With a $4 trillion IPO pipeline in 2026 and AI names continuing to generate wealth effects, the appeal of altcoins in this environment is being continuously diluted. Even Bitcoin, the most institutionally-oriented crypto asset, is ceding ground to traditional markets. The weekly $1 billion outflow from ETFs is the most direct evidence.

High interest rates in the bond market lead to Bitcoin ETF outflows. The repair period is being indefinitely prolonged, and crypto consistently fails to keep pace with the overall upward rhythm of risk assets.

However, it's worth noting that some divergence is appearing within the broader crypto market.

Hyperliquid rose 15% for the week to $48, bringing its year-to-date gains to 69%, driven precisely by the pre-IPO price discovery narrative on HIP-3. Assets that can tell new stories and capture entry points to traditional markets are still rising, while purely beta-driven assets are being compressed in valuation, and even Bitcoin is being sidelined.

Zooming out to the broader financial landscape reveals that three forces have been simultaneously draining liquidity from the crypto space in recent weeks.

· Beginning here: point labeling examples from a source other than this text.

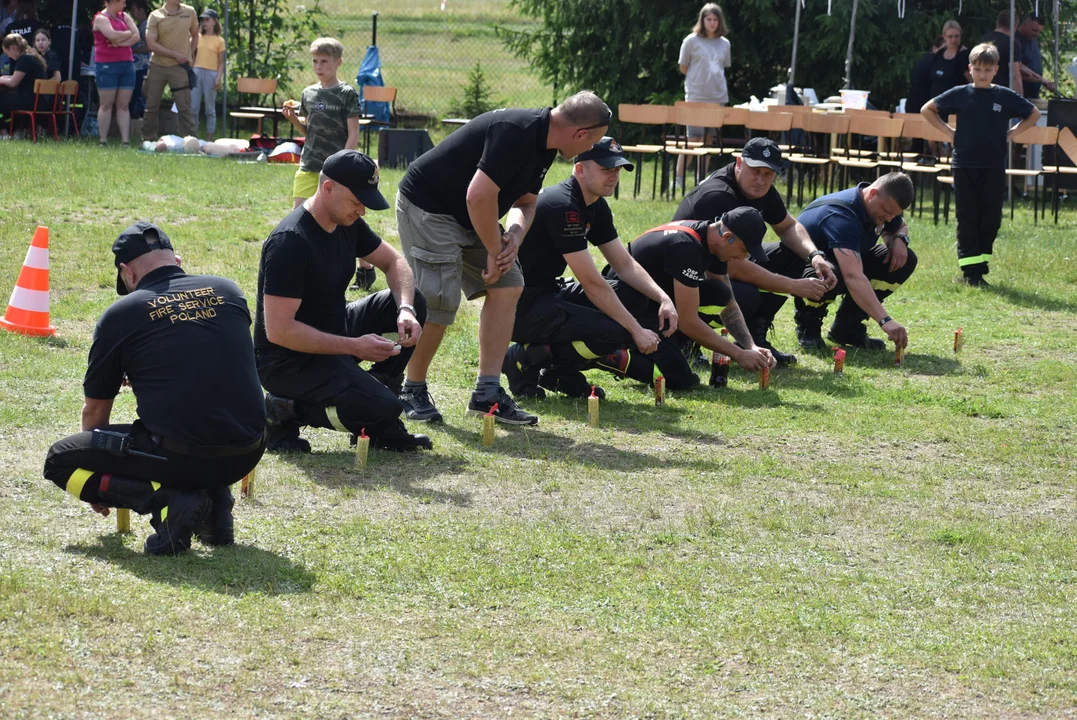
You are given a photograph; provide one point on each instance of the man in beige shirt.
(171, 33)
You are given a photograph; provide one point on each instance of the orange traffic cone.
(28, 309)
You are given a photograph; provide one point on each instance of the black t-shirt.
(719, 194)
(508, 145)
(563, 224)
(302, 260)
(184, 342)
(844, 223)
(669, 254)
(983, 118)
(32, 71)
(947, 73)
(1001, 41)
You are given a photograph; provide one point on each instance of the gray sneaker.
(418, 405)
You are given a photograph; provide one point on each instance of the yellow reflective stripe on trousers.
(78, 481)
(335, 419)
(583, 350)
(975, 259)
(882, 284)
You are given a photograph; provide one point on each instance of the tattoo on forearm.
(733, 321)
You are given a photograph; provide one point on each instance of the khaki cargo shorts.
(447, 260)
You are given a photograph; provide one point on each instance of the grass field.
(897, 542)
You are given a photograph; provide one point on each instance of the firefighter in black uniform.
(309, 342)
(848, 226)
(183, 344)
(750, 182)
(688, 260)
(562, 326)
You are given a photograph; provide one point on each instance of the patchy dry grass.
(896, 542)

The bond market is pulling risk-free capital back with 5% yields. The IPO market is grabbing incremental risk budgets with a $4 trillion pipeline. And new Fed Chair Warsh may not be able to deliver on the expected rate cuts this year.

However, it's not all bearish for Bitcoin's next phase.

The upside catalyst is the CLARITY Act taking effect in August. This represents the biggest policy window of the year for crypto, where increased regulatory clarity could directly release some pent-up institutional demand.

The downside risk is that before the catalyst materializes, Bitcoin might need to retest the $70,000 level. If the current $77,000 level fails to hold, the next effective support is likely around the $70,000 mark.